Conversations with Friends by Sally Rooney (Faber & Faber, £14.99)
Bobbi and Frances are 20-something ex-girlfriends, students and performance poets. Both are critical of capitalism, monogamy and the patriarchy. They meet Melissa and Nick, a rich married couple more than 10 years older who cook aubergine and chorizo at dinner parties.
They form the Dublin-based ménage à quatre that sits at the heart of Conversations with Friends. They become entangled in a familiar psycho-sexual web of love and deceit; yet none of what happens in the emotional life of this quietly sensational debut novel feels like it is following a format. The radical Bobbi doesn’t hit it off with Nick, an actor with a gym-buffed body. We see the flirtation between him and pale-faced Frances, and we also sense the rivalry between her and Melissa, a published writer, of the kind that Frances aspires to be.
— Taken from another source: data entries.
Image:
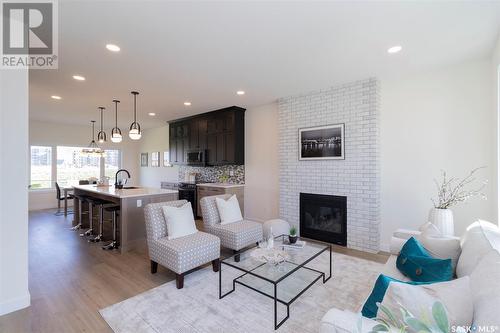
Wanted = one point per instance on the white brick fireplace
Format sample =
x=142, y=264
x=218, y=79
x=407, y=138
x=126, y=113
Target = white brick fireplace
x=357, y=177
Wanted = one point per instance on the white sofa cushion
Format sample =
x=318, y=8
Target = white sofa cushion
x=480, y=238
x=455, y=295
x=485, y=285
x=341, y=321
x=442, y=247
x=430, y=228
x=229, y=210
x=180, y=221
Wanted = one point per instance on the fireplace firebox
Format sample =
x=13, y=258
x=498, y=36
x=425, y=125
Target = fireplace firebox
x=324, y=218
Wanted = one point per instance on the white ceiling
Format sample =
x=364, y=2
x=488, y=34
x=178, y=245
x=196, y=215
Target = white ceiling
x=205, y=51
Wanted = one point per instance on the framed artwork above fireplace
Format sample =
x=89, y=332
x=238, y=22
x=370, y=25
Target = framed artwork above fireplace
x=322, y=143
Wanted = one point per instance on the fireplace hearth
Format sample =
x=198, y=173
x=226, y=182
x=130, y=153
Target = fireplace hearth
x=324, y=217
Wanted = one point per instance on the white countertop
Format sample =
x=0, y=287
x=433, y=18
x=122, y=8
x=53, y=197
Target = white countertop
x=221, y=185
x=124, y=193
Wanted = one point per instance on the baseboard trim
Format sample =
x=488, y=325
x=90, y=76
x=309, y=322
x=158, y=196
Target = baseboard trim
x=15, y=304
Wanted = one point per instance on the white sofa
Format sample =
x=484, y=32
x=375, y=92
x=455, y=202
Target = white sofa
x=479, y=259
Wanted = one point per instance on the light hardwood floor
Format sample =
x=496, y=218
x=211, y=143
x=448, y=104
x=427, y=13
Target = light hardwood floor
x=70, y=279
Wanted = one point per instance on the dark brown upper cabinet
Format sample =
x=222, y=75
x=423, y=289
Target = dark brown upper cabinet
x=221, y=133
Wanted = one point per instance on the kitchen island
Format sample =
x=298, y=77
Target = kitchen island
x=131, y=225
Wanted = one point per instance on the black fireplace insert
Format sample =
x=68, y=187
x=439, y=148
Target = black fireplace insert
x=324, y=217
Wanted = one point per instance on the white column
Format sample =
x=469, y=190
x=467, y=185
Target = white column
x=14, y=176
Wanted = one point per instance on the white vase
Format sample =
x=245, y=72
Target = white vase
x=443, y=220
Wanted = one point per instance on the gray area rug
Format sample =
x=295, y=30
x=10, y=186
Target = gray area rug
x=197, y=307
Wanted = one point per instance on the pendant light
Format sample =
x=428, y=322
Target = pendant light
x=101, y=136
x=135, y=129
x=116, y=133
x=93, y=148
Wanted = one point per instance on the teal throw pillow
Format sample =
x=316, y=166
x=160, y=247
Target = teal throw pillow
x=370, y=307
x=418, y=265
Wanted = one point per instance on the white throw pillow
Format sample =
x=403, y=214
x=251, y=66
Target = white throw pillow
x=442, y=247
x=180, y=221
x=479, y=239
x=455, y=295
x=229, y=210
x=430, y=228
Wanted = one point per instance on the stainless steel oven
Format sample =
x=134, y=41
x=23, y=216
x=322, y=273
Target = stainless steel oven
x=187, y=191
x=196, y=157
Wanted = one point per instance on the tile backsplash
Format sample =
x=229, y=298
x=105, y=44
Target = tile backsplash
x=235, y=173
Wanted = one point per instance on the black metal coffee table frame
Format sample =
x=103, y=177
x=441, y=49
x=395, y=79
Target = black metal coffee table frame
x=275, y=283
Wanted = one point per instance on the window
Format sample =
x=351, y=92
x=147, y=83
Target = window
x=112, y=163
x=41, y=167
x=73, y=166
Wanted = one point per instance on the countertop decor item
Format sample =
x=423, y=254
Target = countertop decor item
x=270, y=256
x=293, y=235
x=452, y=191
x=135, y=129
x=116, y=133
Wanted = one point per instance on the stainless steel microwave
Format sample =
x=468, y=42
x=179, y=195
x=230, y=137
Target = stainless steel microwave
x=196, y=157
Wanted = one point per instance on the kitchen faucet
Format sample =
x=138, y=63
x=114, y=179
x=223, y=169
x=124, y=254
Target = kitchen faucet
x=116, y=178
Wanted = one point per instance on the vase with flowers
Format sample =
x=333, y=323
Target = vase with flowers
x=452, y=191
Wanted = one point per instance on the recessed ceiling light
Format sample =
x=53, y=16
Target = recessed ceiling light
x=394, y=49
x=113, y=47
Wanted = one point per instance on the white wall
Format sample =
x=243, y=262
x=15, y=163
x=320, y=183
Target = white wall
x=441, y=119
x=438, y=120
x=495, y=75
x=52, y=134
x=261, y=163
x=156, y=140
x=14, y=294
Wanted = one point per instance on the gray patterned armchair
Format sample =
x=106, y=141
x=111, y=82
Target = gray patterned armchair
x=234, y=236
x=181, y=254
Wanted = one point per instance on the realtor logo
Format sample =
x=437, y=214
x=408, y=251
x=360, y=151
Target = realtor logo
x=29, y=34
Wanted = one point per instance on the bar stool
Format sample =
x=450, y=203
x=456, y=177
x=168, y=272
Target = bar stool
x=114, y=210
x=81, y=200
x=100, y=205
x=90, y=212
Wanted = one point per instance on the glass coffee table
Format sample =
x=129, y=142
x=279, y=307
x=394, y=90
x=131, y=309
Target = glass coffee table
x=284, y=282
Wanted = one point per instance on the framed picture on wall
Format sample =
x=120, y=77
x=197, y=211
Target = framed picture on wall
x=166, y=159
x=155, y=159
x=144, y=159
x=322, y=143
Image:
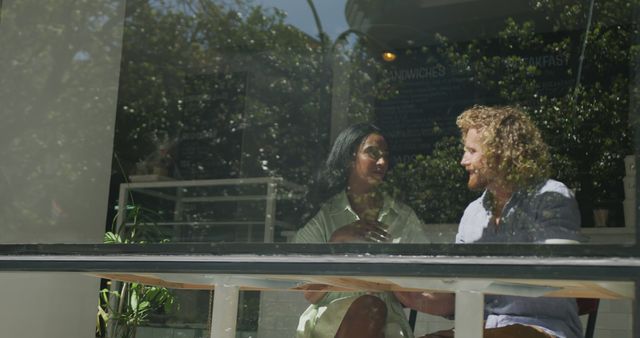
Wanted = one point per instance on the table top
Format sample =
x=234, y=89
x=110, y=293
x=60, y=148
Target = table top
x=515, y=287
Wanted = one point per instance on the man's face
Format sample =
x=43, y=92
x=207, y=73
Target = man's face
x=473, y=160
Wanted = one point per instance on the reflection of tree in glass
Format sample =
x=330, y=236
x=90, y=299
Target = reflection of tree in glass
x=57, y=67
x=586, y=124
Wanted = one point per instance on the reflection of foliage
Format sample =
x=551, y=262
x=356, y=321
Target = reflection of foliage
x=433, y=185
x=180, y=58
x=280, y=115
x=585, y=123
x=131, y=305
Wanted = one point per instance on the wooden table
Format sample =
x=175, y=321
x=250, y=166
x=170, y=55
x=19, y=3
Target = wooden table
x=469, y=291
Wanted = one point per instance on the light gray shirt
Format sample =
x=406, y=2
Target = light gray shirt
x=547, y=211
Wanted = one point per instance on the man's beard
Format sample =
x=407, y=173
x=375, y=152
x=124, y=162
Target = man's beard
x=477, y=180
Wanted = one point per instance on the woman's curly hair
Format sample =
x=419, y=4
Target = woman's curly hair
x=513, y=146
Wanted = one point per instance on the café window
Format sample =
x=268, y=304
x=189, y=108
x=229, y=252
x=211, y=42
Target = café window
x=176, y=129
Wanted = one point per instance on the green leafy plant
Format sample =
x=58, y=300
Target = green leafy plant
x=125, y=306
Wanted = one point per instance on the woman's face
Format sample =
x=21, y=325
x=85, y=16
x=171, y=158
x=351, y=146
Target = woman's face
x=370, y=163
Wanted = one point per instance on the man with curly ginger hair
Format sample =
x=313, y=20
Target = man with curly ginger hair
x=507, y=159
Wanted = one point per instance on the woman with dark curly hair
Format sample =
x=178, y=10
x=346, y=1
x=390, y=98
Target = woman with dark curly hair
x=356, y=210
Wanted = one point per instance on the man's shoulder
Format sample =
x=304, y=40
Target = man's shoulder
x=551, y=185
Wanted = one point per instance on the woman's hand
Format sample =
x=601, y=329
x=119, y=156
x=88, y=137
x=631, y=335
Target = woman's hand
x=361, y=231
x=314, y=293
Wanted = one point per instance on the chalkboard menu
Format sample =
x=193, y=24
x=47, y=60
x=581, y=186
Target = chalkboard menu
x=431, y=89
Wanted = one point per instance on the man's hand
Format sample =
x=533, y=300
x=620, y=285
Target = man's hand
x=438, y=304
x=361, y=231
x=314, y=292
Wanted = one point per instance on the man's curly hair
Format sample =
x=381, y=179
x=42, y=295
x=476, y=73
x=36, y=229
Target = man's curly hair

Sally Rooney, a 26-year-old Irish writer, captures the pain and pleasure of first loves with sensitivity and intelligence. She is also brilliant with dialogue: repartee between lovers, late-night conversation on instant messenger (“I loved it… when our relationship was like a Word document which we were writing and editing together”) and quick-fire debates on love, friendship and feminism are brought to life with an easy and exact realism.
The witty dialogue gives the illusion of frothiness, where in fact, this book is filled with depth: it is about the compromises of adulthood, modern-day femininity, self-harm and the crisis of masculinity.
You could describe it as a cross between Jules et Jim and The Bell Jar. This magnificent, melancholy and—at heart—deeply romantic novel, lives up to its hype.